A 35B MoE on a 16 GB GPU, without the offload tax
18 hours ago
- #GPU Offloading
- #Inference Optimization
- #MoE Models
- Luce Spark enables running large 33-35B Mixture-of-Experts (MoE) models on a 16 GB GPU by offloading less frequently used experts to CPU.
- It reduces VRAM usage: Qwen3.6 35B-A3B from ~20.5 GiB to 13.3 GiB, Laguna XS.2 33B-A3B from 18.8 GiB to 14.6 GiB.
- Spark uses calibrated placement to keep frequently accessed experts on GPU based on live traffic routing, lowering cold-hit rates from 36% to ~7%.
- A bounded expert cache asynchronously swaps cold experts into spare GPU slots, avoiding performance cliffs.

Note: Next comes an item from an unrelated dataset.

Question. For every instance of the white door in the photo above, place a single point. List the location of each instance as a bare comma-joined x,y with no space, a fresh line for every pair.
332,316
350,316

- Decoding is performed in a single fused graph, maintaining ~100 tok/s speed, close to the all-GPU ceiling of ~119 tok/s.
- The system self-tunes from live traffic without manual calibration, storing profiles for warm starts on subsequent runs.
- One command (`dflash_server <model.gguf> --spark`) works for both Laguna and Qwen backends.
- It allows MoE models that previously required 24 GB GPUs to run on consumer 16 GB hardware.